Orpheus, Orphism, and Philosophical Myths

What was Orphism?

Orphism was a religious system that emerged in the sixth century B.C.E. in Greece. It was part of the mystery religion tradition, as opposed to the more orthodox Olympian religion. As such, it is related to other mystery cults such as the Dionysian and Eleusinian mysteries. Orphism takes its name from Orpheus, the musician whose talent created ecstasy among his followers. When his wife, Eurydice, was killed, Orpheus travelled to the Underworld, hoping to bring her back. There his beautiful music so enchanted even Hades and Persephone that they agreed to allow his wife to follow him back to the upperworld as long as he did not look back at her during their journey. In the passage out of Hades, having almost succeeded, Orpheus cannot resist looking back, causing poor Eurydice to fade back into death.

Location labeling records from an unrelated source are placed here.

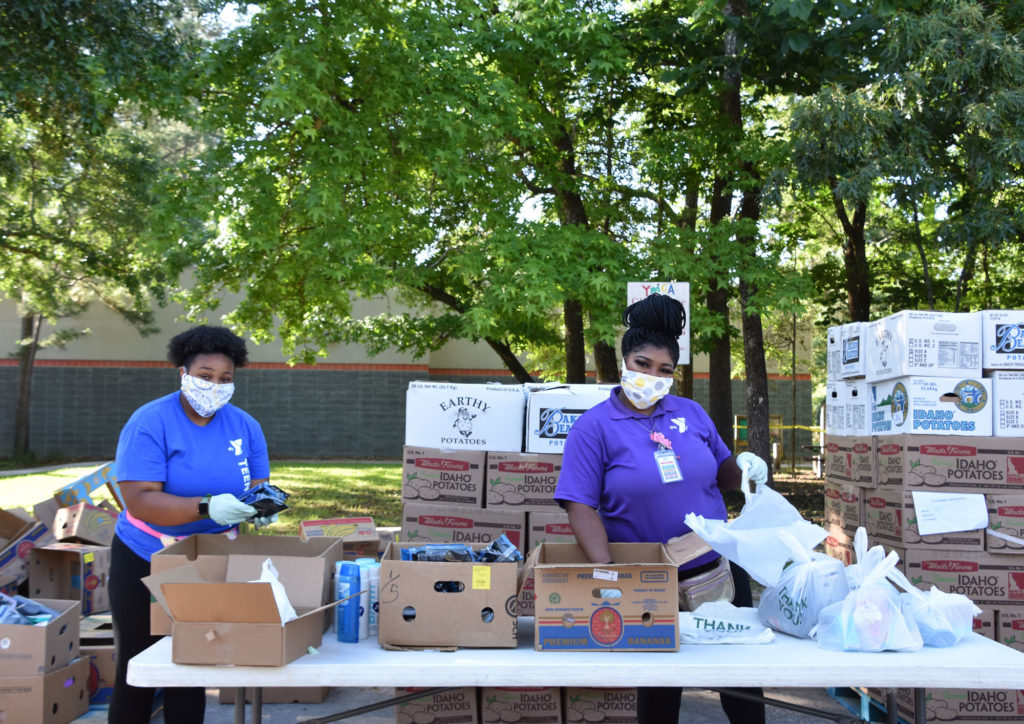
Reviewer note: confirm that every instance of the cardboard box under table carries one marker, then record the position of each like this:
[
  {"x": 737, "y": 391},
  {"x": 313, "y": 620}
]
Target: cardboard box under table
[
  {"x": 235, "y": 620},
  {"x": 39, "y": 649},
  {"x": 445, "y": 604},
  {"x": 209, "y": 553},
  {"x": 571, "y": 612}
]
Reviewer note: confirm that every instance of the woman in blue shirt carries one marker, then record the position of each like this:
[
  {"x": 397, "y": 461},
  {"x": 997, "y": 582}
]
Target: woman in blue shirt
[
  {"x": 638, "y": 462},
  {"x": 182, "y": 461}
]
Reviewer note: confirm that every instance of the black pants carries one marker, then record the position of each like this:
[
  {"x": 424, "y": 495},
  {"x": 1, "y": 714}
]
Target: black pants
[
  {"x": 660, "y": 705},
  {"x": 130, "y": 612}
]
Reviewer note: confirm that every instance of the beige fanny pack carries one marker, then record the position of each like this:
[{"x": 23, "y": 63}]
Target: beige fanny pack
[{"x": 714, "y": 585}]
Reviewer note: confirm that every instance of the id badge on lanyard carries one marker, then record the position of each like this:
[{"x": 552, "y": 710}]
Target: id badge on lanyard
[{"x": 668, "y": 466}]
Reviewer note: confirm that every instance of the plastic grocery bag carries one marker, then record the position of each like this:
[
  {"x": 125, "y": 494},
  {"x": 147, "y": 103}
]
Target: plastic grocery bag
[
  {"x": 943, "y": 619},
  {"x": 751, "y": 540},
  {"x": 871, "y": 618},
  {"x": 866, "y": 559},
  {"x": 809, "y": 583},
  {"x": 720, "y": 622}
]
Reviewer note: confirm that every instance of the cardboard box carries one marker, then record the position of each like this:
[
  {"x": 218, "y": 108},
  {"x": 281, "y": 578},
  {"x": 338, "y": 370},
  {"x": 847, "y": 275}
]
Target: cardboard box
[
  {"x": 455, "y": 707},
  {"x": 986, "y": 579},
  {"x": 73, "y": 571},
  {"x": 537, "y": 705},
  {"x": 449, "y": 416},
  {"x": 445, "y": 604},
  {"x": 834, "y": 352},
  {"x": 551, "y": 412},
  {"x": 924, "y": 406},
  {"x": 26, "y": 650},
  {"x": 890, "y": 517},
  {"x": 209, "y": 554},
  {"x": 439, "y": 523},
  {"x": 22, "y": 534},
  {"x": 924, "y": 343},
  {"x": 1003, "y": 339},
  {"x": 81, "y": 490},
  {"x": 83, "y": 522},
  {"x": 1008, "y": 403},
  {"x": 849, "y": 460},
  {"x": 358, "y": 537},
  {"x": 595, "y": 706},
  {"x": 443, "y": 476},
  {"x": 571, "y": 614},
  {"x": 280, "y": 694},
  {"x": 57, "y": 697},
  {"x": 1006, "y": 518},
  {"x": 835, "y": 409},
  {"x": 102, "y": 672},
  {"x": 235, "y": 620},
  {"x": 844, "y": 506},
  {"x": 991, "y": 465},
  {"x": 856, "y": 395},
  {"x": 550, "y": 526},
  {"x": 522, "y": 481},
  {"x": 853, "y": 347}
]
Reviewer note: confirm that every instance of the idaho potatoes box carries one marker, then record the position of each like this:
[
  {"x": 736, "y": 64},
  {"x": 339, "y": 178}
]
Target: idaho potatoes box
[
  {"x": 450, "y": 416},
  {"x": 571, "y": 611},
  {"x": 428, "y": 604},
  {"x": 522, "y": 481},
  {"x": 443, "y": 476}
]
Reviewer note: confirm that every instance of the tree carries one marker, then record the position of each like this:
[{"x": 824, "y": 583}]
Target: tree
[{"x": 75, "y": 173}]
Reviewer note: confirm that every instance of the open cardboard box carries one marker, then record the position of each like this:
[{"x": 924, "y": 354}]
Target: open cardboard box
[
  {"x": 571, "y": 613},
  {"x": 416, "y": 613},
  {"x": 235, "y": 620},
  {"x": 26, "y": 650},
  {"x": 209, "y": 554}
]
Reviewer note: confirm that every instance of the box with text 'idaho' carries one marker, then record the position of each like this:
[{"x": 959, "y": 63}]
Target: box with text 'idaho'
[
  {"x": 445, "y": 603},
  {"x": 629, "y": 605}
]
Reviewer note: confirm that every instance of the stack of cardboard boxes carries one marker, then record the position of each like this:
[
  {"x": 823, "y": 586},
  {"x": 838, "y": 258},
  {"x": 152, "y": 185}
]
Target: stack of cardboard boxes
[{"x": 934, "y": 401}]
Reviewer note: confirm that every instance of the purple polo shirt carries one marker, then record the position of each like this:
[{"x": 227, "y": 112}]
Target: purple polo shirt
[{"x": 608, "y": 464}]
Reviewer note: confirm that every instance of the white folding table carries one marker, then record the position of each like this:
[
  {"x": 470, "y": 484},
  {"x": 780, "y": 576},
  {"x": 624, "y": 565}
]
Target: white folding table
[{"x": 976, "y": 663}]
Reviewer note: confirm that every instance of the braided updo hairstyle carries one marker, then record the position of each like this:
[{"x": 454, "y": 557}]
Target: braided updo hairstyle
[{"x": 657, "y": 321}]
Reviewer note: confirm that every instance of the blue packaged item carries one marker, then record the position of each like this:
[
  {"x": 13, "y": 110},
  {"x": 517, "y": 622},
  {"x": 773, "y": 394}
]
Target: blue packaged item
[{"x": 347, "y": 612}]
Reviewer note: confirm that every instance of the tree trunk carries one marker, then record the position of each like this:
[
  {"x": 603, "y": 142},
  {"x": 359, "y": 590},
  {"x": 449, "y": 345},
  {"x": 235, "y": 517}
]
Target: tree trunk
[
  {"x": 31, "y": 327},
  {"x": 858, "y": 285},
  {"x": 605, "y": 363}
]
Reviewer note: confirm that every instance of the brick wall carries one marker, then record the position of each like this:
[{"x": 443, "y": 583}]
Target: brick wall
[{"x": 78, "y": 412}]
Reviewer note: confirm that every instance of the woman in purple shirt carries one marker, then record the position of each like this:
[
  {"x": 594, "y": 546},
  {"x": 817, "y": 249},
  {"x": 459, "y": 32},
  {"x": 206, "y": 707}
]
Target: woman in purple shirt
[{"x": 636, "y": 464}]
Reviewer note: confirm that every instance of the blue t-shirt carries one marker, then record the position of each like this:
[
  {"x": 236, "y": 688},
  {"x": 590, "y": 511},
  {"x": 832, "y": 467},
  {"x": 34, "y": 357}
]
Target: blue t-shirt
[
  {"x": 160, "y": 443},
  {"x": 608, "y": 464}
]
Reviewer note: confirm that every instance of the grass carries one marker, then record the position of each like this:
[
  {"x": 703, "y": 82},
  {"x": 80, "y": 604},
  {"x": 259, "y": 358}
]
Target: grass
[{"x": 317, "y": 491}]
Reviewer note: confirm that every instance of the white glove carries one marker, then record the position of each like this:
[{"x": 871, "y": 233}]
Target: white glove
[
  {"x": 225, "y": 509},
  {"x": 757, "y": 469},
  {"x": 264, "y": 520}
]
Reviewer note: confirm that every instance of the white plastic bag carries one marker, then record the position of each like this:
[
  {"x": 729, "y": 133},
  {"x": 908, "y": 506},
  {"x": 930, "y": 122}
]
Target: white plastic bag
[
  {"x": 809, "y": 583},
  {"x": 871, "y": 618},
  {"x": 866, "y": 559},
  {"x": 720, "y": 622},
  {"x": 751, "y": 540},
  {"x": 268, "y": 575},
  {"x": 943, "y": 619}
]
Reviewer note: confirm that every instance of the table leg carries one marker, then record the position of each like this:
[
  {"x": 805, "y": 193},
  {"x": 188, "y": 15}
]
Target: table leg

Many unorthodox myths pervaded the Orphic tradition. The most important one involves Dionysos in his Thracian (northeastern Greece/southern Balkans) form as Zagreus. In this myth, Zeus was the father of Persephone by his sister Demeter. Zeus then seduced his daughter Persephone, taking the form of a snake to do so. The result was the child Zagreus-Dionysos. The jealous Hera convinced the Titans to kill the child, which they did by dismembering him and eating him. In his anger, Zeus turned the Titans into ashes with a strike of his thunderbolt and the mixture of ashes and the bits of the divine Dionysian flesh resulted in the creation of humanity. Thus, humans contain within themselves the possibility of rebirth or resurrection. Zeus recovered the dead child’s heart and placed it in Semele, who then gave birth to the resurrected god.

Like the Dionysian and Eleusinian mysteries, then, the Orphic ones celebrated the concept of life beyond death and formed the basis of what was, in effect, a philosophical myth.